Portrait of the artist's mother - Elisabeth DUJARRIC de LA RIVIÈRE
6 500,00 €
Title : Portrait of the artist's mother
Artist : Elisabeth DUJARRIC de LA RIVIÈRE (Jouy-en-Josas 1930 – Excideuil 2005)
Technique : Oil on canvas
Dimensions : 171 x 70 cm
Signed on the back
Provenance : Private collection, Périgord
Born in the heart of the Bièvre valley, a few kilometers from Versailles, Elisabeth Dujarric nevertheless comes from two important families, whose origins lie elsewhere. She is the daughter of Marcelle Friedmann, whose parents retained German ties, mainly in Berlin where Adolphe Friedmann is an eminent businessman. On his father's side, the Dujarric de la Rivière have been settled in Périgord for several centuries and their traces can be found in Agonac and Trélissac in the 18th and 19th centuries.
It was in Saint Sulpice d'Excideuil in the north-east of the department that the family settled, at the famous Château de la Rivière from which they adorned their name. Scholars, doctors, scientists, artists, the members of this family will bring some additional letters of nobility to Périgord. Elisabeth's father, an eminent researcher, will be a member of the Academy of Medicine in part because of his discoveries on the Spanish flu. The Périgueux hospital still bears his name today.
In this isolated Périgord residence in the countryside, Elisabeth Dujarric will create a workshop where she will work in the summer, while she lives in Paris to get away from the harsh winters. Within the capital she will be a fervent protector of the city of artists called “La Ruche”, well known to lovers of modern art since some young people without means were able to create their works there, like Modigliani, Soutine , Léger, Laurencin, Zatkine, Dorignac and even Chagall. After courses in Art History at the Sorbonne and visits to the Jullian and Grande Chaumière Academies, in 1957 Elisabeth Dujarric received the prize from the Salon de la Jeune Peinture held at the Musée d'Art Moderne de la city of Paris. This award is part of her first period of work where she developed a style full of materials, with broken perspectives, modified colors and focusing mainly on portraits and still lifes. In the 1960s she changed her style as evidenced by the exhibitions in the Parisian galleries of the time, where the artist painted subjects from everyday life in light colors with atypical framing and compositions.

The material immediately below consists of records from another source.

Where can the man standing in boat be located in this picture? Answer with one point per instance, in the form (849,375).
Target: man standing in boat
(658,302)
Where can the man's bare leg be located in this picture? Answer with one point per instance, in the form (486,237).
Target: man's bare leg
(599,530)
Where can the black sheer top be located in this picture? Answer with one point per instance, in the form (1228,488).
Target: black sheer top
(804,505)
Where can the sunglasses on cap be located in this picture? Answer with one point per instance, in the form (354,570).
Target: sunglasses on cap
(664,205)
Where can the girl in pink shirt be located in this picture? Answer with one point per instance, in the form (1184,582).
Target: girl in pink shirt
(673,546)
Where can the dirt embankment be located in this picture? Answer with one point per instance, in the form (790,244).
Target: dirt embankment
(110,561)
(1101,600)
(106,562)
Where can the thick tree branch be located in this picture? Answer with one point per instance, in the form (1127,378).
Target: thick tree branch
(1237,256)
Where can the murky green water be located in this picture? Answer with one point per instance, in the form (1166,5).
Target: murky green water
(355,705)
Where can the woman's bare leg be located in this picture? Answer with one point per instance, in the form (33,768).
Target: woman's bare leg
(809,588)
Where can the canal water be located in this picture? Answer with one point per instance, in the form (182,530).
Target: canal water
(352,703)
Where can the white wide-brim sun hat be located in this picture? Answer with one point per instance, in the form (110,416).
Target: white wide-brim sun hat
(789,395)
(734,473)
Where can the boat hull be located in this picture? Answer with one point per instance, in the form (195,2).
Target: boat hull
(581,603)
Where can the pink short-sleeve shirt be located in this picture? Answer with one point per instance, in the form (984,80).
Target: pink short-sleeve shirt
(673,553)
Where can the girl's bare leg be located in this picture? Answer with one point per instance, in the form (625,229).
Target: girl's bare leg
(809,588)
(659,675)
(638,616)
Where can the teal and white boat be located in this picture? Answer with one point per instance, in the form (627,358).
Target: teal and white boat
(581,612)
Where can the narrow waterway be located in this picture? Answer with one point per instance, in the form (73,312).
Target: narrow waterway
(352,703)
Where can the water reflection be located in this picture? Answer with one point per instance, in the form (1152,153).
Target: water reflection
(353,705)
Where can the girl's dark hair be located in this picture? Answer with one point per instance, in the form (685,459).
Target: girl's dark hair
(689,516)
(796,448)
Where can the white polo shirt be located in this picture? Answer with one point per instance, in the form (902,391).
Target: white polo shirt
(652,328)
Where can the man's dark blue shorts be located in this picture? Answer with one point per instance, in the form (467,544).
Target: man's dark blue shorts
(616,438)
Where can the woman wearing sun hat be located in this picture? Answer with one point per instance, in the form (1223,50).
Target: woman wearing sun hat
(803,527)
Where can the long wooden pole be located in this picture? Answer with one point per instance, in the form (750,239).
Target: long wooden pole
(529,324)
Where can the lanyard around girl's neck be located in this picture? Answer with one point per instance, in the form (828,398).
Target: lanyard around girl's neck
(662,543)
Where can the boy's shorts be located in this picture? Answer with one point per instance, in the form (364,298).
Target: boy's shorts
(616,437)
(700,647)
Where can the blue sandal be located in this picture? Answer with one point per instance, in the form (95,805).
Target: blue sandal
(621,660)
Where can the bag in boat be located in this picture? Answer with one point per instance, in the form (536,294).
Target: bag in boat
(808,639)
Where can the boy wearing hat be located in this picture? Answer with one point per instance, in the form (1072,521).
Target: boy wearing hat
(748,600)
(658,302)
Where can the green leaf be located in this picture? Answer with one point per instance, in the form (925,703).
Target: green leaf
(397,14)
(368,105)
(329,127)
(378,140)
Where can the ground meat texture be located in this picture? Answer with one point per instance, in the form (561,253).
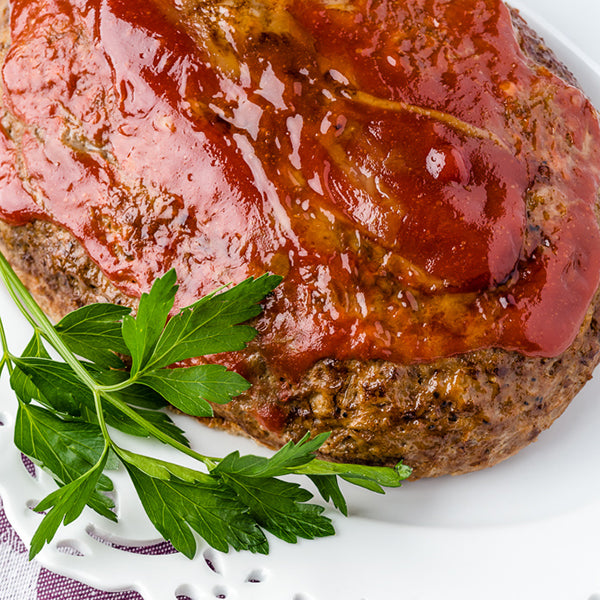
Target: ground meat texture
(446,415)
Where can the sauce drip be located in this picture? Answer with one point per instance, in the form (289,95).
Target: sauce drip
(424,189)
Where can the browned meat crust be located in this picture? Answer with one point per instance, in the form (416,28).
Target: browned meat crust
(450,416)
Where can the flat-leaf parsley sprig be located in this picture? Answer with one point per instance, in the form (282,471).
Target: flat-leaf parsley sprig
(116,372)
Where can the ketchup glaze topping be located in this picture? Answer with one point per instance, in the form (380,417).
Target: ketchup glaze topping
(423,187)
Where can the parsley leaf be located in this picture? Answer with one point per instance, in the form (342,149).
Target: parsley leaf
(191,389)
(67,406)
(66,505)
(94,332)
(143,331)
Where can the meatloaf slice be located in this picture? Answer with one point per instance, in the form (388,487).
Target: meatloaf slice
(446,415)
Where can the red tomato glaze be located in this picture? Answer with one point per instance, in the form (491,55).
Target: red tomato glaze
(423,187)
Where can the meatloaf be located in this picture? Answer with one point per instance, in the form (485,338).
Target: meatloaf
(424,175)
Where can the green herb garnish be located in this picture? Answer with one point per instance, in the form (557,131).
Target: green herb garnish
(114,373)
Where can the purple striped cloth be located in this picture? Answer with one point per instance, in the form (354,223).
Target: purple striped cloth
(24,580)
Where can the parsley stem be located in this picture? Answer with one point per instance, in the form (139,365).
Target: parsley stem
(210,462)
(5,352)
(41,323)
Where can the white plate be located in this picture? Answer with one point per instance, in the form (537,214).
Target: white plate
(526,529)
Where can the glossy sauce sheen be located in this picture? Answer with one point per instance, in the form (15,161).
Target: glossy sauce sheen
(424,188)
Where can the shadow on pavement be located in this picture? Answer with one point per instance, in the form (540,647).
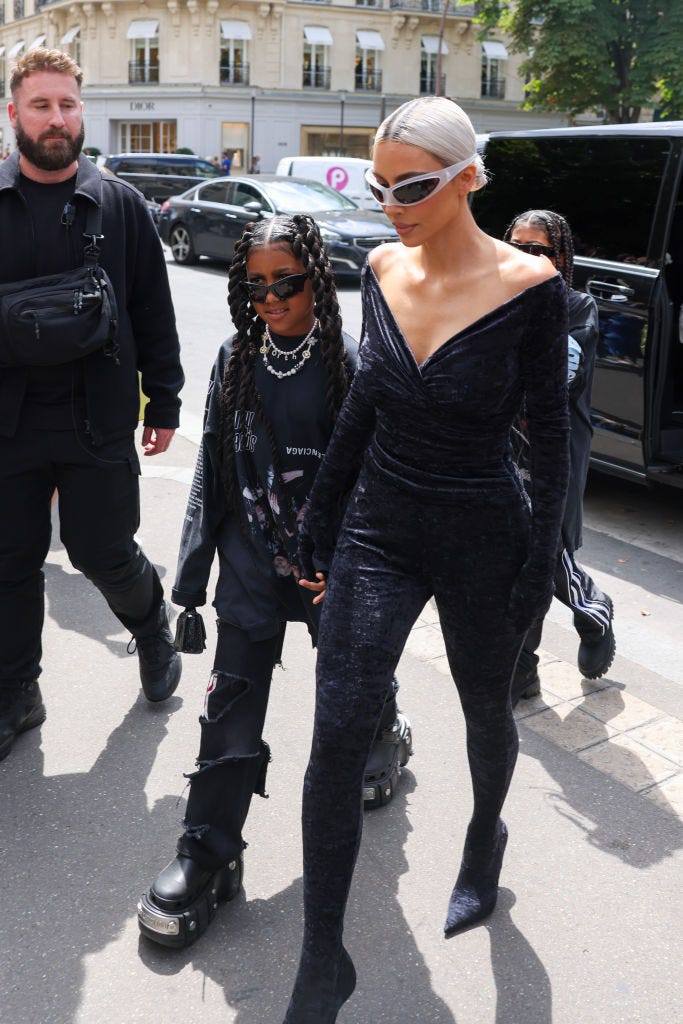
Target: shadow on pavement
(70,846)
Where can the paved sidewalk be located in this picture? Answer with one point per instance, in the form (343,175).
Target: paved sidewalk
(588,922)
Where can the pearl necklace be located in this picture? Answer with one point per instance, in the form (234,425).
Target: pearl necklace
(269,346)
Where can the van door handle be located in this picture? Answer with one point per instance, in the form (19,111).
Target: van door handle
(617,293)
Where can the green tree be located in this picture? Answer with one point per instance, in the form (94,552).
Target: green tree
(614,55)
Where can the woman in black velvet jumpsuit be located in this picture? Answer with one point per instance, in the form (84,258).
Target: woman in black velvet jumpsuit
(458,329)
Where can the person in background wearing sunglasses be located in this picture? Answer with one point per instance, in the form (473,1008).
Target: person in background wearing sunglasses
(543,232)
(458,328)
(275,390)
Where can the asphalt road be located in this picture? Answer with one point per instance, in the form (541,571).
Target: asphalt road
(588,922)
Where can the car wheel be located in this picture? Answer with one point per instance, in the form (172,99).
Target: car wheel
(181,245)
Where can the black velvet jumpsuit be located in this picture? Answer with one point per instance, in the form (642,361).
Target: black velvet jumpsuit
(438,509)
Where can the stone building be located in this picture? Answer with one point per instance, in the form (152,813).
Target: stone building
(268,78)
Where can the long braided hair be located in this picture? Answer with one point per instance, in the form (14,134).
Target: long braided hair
(239,391)
(559,236)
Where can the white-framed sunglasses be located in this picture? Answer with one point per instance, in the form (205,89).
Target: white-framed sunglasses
(417,189)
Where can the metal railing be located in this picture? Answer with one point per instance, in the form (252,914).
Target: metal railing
(370,82)
(316,78)
(431,6)
(142,74)
(235,74)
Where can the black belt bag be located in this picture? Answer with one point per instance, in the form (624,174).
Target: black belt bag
(61,316)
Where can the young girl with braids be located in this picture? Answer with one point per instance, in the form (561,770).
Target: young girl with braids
(275,391)
(458,329)
(544,232)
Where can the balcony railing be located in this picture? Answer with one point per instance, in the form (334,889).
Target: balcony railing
(141,74)
(428,84)
(316,78)
(235,74)
(494,89)
(370,82)
(432,6)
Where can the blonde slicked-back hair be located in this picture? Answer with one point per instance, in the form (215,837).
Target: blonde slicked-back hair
(438,126)
(43,59)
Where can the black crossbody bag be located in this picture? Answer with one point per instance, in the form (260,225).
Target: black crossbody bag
(61,316)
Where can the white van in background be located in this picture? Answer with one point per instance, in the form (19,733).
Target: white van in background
(346,174)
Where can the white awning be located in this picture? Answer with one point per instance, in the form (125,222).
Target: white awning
(369,40)
(313,34)
(494,51)
(142,30)
(430,44)
(70,36)
(236,30)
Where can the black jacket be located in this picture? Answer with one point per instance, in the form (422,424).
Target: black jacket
(247,587)
(132,255)
(584,329)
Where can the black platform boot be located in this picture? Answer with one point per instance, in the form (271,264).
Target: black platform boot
(315,998)
(596,651)
(160,663)
(22,708)
(391,749)
(183,899)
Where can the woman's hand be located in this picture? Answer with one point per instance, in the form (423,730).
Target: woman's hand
(318,586)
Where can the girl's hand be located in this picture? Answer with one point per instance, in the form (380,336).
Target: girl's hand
(318,587)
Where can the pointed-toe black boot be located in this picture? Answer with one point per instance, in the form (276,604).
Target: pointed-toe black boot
(160,663)
(475,892)
(314,1000)
(183,898)
(22,708)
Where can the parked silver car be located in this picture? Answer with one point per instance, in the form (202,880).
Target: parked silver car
(209,218)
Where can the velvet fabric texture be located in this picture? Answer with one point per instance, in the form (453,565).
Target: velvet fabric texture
(438,510)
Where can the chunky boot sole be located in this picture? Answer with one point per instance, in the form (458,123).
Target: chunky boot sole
(389,754)
(34,718)
(595,658)
(180,927)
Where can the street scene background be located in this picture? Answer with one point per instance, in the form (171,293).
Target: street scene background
(588,922)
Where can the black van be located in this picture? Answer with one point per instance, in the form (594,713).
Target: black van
(160,175)
(621,188)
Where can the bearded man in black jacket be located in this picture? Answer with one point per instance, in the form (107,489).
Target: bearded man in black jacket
(71,425)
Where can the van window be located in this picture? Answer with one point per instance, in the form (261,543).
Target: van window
(585,179)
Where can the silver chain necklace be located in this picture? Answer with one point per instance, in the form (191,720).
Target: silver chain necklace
(304,347)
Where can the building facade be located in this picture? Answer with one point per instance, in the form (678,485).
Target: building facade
(271,79)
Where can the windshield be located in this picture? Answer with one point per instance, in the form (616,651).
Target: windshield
(308,197)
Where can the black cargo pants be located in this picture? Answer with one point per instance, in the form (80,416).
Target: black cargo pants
(98,517)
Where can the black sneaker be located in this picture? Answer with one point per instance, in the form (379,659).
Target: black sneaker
(597,653)
(22,708)
(160,662)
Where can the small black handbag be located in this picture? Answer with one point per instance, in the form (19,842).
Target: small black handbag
(60,316)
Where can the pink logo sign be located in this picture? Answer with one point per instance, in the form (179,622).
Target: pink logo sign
(337,178)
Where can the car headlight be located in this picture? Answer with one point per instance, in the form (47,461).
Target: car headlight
(329,235)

Elisabeth Dujarric creates several series of full-length characters, on large format canvases. These paintings are studies that serve as his basis for larger compositions, or works of expression in themselves. Here it seems that it is his own mother who is represented in a simple outfit and slippers on her feet. The first underlying plot is strong, almost violent and gives the upper layers a soul.